Warner Bros., meanwhile, is moving forward with an adaptation of Nemesis, to be helmed by Project Power co-directors Henry Joost and Ariel Schulman, though its reported logline — “a genius engineer who witnesses the President of the United States commit a deadly crime and teams up with a vigilante to take down the President and his corrupt government” — bears little resemblance to Millar’s comic. Still, Millar expresses excitement that Emerald Fennell, whose Promising Young Woman script recently won an Oscar, has been brought in to work on the screenplay.
“That’s quite exciting,” he says. “She’s amazing. I love her.”
Otherwise, Millar says, rights to adapt his comics have almost all found their way back to Netflix – including Chrononauts, a time-travel adventure that Millar’s keen to adapt into a series. But it doesn’t exactly bother him that audiences without Netflix subscriptions may be seeing a Kingsman sequel at Christmas or a Starlight movie in IMAX.
“It just means there’ll be no escaping me, unfortunately,” he says, laughing. “It’s a terrible time to be a hater.”
Currently on Millar’s plate is Supercrooks, which he’s adapting from his 2012 comic with Leinil Yu. The Netflix series – being done as a 13-episode anime with Japanese studio Bones – will tie into Jupiter’s Legacy as its first spin-off.

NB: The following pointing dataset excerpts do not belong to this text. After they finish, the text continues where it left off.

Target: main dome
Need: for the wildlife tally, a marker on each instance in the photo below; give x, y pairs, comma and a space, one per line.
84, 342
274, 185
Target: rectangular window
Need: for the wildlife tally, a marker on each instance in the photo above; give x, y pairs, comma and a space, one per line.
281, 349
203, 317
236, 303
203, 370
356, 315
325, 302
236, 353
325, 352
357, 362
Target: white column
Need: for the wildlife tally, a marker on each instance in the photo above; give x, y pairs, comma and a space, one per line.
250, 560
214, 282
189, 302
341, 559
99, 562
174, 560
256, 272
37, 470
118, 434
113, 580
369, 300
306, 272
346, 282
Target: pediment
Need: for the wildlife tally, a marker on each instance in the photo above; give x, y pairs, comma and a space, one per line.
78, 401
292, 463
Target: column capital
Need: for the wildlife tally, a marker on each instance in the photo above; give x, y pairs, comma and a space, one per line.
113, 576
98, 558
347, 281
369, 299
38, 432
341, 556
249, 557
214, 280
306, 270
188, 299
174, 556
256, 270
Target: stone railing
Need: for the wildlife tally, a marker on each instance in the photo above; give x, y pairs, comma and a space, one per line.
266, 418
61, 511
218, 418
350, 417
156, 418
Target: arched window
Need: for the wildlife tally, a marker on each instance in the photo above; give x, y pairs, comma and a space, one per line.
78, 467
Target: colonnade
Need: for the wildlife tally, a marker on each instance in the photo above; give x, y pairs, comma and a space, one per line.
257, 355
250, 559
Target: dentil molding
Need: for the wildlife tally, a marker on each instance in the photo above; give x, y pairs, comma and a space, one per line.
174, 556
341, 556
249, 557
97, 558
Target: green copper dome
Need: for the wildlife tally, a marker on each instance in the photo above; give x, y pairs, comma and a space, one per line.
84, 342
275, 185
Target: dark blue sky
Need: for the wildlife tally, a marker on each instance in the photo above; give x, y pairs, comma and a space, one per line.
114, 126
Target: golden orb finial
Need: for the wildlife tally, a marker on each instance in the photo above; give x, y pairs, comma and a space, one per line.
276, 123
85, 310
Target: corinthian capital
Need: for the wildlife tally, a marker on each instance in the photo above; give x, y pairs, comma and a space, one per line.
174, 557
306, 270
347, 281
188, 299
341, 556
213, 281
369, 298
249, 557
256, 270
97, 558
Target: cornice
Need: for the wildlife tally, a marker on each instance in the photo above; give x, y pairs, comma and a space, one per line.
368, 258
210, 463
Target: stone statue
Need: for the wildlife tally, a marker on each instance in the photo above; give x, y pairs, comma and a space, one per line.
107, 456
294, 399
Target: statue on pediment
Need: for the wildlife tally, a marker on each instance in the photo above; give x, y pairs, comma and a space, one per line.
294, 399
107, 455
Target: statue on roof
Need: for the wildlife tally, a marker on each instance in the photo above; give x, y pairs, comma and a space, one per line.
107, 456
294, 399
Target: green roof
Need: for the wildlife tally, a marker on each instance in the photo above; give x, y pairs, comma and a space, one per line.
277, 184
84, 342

“The adventures of the Utopian in the 1930s wouldn’t be that interesting to me, because anything you want to do you can do in the main series,” explains Millar. “But a series about the bad guys... When you’re doing a show about the good guys, it can be quite interesting to see the flip-side. With Supercrooks, you’ll get to see the Goodfellas version of this, what it’s like to be a supervillain in this world.”
In just one month, Millar will also deliver Jupiter’s Legacy: Requiem, a 12-issue series with art by Tommy Lee Edwards, that will provide this saga with the sense of an ending across two volumes. Of course, as Netflix launches the first chapter of its TV adaptation, it’s easy for audiences accustomed to Marvel and DC’s ever-expanding universes to question how fixed that endpoint actually is, whether the story of Jupiter’s Legacy could live on at Netflix beyond the comics. But with Millar orchestrating both comic and TV series simultaneously, his answer is the only one that matters, and it’s definitive.
“The way it wraps up makes that impossible,” says Millar. “I don’t want to do any spoilers, but the way it ends is a very definite conclusion to the whole thing.”
In laying out Jupiter’s Legacy, he’s long seen the series as a six-volume effort written by him and penciled by the foremost illustrators in the game. That may be bad news for Netflix’s long-term plans, but Millar’s not concerned.
“One’s set in the present, one in the past, and the new one is set one generation into the future, but it goes on for thousands, millions, billions of years until we reach the end of time. There’s nowhere to go after this. So if this one becomes a gigantic hit for Netflix, they’ll be furious.”